Women, especially women of color, low-income women, and LGBTQI women, are under attack by the United States’ hyper-militarized foreign policy. The impacts of war on women — its magnification of exisiting inequalities, destruction of social networks, and sexual violence — are hardly new or debatable. An ever-increasing culture of militarism and economic exploitation is dominating US foreign policy, threatening to push effective, sustainable foreign policy that prioritizes women’s rights even further aside.
So long as the militarization of US foreign policy continues to grow, there is little hope of realizing women’s rights and liberation, let alone the sustainable peace that comes with women’s participation in the process. Studies have shown that when women participate in peace processes, the resulting agreements are more inclusive and are 35% more likely to last for at least fifteen years. Dismantling the idea that military force is the best tool to address political problems around the world is essential to ending the US’ current approach to foreign policy, which bolsters profit-hungry defense corporations and ignores women’s rights.
So long as the militarization of US foreign policy continues to grow, there is little hope of realizing women’s rights and liberation, let alone the sustainable peace that comes with women’s participation in the process.
Today, militarism — defined by Merriam-Webster as, “a policy of aggressive military preparedness,” basically the glorification of military force as the primary method of conflict resolution — has become the paradigm for US involvement around the world. US involvement in Afghanistan is perhaps the best example of this militarized state: an 18-year-long war, the US’ longest, that has cost countless dollars and has, in many cases, undermined women’s rights and prevented peace movements from succeeding. Between 2016 and 2017, female casualties in Afghanistan leapt 23 percent to 174 deaths and 462 injuries. Rather than continue to invest in the prolonged and ineffective military action in Afghanistan, the US should support social, economic, and medical assistance for women and lift up existing women-led peace movements that address the underlying local drivers of conflict.
This disregard for women’s lives is on full display in the US-supported and Saudi and Emirati-led coalition’s failed military intervention in Yemen. Women have been hit the hardest by the war in Yemen with an estimated 3 million women and girls at an increased risk of sexual violence, poverty, starvation, and internal displacement. Due to the conflict, girls in Yemen have been increasingly forced into child-marriage to help protect and sustain their families. Furthermore, by selling weapons to Saudi Arabia, the US supports and empowers a regime that violently oppresses women, especially women activists for social and political justice.

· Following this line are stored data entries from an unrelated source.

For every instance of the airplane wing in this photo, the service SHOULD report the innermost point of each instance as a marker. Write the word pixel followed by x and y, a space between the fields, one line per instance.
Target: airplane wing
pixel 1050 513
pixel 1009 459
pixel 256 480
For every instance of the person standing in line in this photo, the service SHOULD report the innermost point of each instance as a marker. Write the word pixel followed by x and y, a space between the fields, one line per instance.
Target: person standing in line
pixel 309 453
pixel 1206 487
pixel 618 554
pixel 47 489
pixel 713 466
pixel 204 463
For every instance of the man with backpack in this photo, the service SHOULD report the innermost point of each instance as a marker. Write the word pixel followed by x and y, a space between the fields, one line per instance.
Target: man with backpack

But the harm of US militarized foreign policy is not just contained to the Middle East. In Colombia, for example, the US has offered assistance in the form of billions in security and military aid. In the 2000s, members of the US-aided Colombian Army units killed thousands of civilians to “falsely pad combat ‘body counts.’” The decades-long conflict in Colombia disproportionately exposed Afro-Colombian and indigenous women and girls to greater levels of sexual violence and forced displacement, through, among other atrocities, the combatants’ use of rape as a weapon of war. Following the conclusion of a robust, inclusive peace agreement, the Trump administration threatened to withdraw crucial support needed to implement the agreement. Furthermore, the implementation of the peace agreement has been unjust and exclusionary, especially to the Afro-Colombian, indigenous, and LGBTQI women denied the opportunity to hold high positions of political power and shape Colombia’s post-conflict future, despite promises of inclusion and justice. Withdrawing critical funds for the peace agreement’s implementation further undermines the potential for inclusive, sustainable peace.
It is no surprise that US foreign policy disproportionately harms women and Muslim, Black, and brown bodies given the injustices these populations face here at home. For generations, the US has condoned and facilitated gender-based and sexual violence against women in the US, especially against indigenous women and women of color. Even today, the basic right of bodily autonomy for women is under attack by state governments seeking to deny women the right to control their own bodies.
The US has an opportunity to counter its long history of militarized foreign policy by embracing a feminist foreign policy. Feminist foreign policy would abandon neo-colonial policies in favor of funding and uplifting women who are already advancing change in their communities. This policy would prioritize human security above profit by investing in education, healthcare, and the economic and political empowerment of women. By ending the financing and execution of wars that disproportionately harm women and non-binary people, a feminist foreign policy would ensure that the security, autonomy, and liberation of all people is more important than profit and power for the very few.
Jenna Thoretz is a junior at Gettysburg College with a passion for the intersection between gender justice, development, and security. This summer she served as the Policy and Advocacy Intern at Win Without War — a progressive foreign policy advocacy organization.